Question - Model Structure

Hello everyone,

I have a general question about the model structure that is proposed in the assignment.

Since we are trying to predict binary outcome, why do we use final layer with 2 nodes and softmax activation function? Would it be better to use a single node with sigmoid activation functions?

The official Tax documentation also has an example with binary target and 2 nodes and softmax, so I assume there should be a good reason. As I understand, the sigmoid might be considered as a special case of the softmax, am I thinking about it correctly? But even if so, why not to use simpler structure instead?

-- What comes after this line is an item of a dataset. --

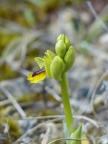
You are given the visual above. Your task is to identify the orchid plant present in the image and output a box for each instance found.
[27,34,82,144]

Finally, I couldn’t find any examples/tutorials for Tax with sigmoid in the internet. I tried to implement it following the same code/framework as in the assignment (changing final Dense layer to 1, replacing softmax with sigmoid and using binary cross entry loss), but I’m getting some error that I can’t debug. So, if anyone can point to some code snippets that would be much appreciated.

Thank you beforehand!

Hi dmslava,

Good questions.

My guess about why the softmax is used is that this makes it easier to generalize to multi-class classification. I would read the use of softmax rather than sigmoid in the trax docs as indicating that any additional compute costs are negligible in practice.

Maybe relatedly, it’s difficult to come up with code examples implementing sigmoid with trax in binary classification. One related code example is this one. As is done in the example, you could try using trax.fastmath.ops.expit. But you might as well decide to stick to softmax if you run into too much trouble.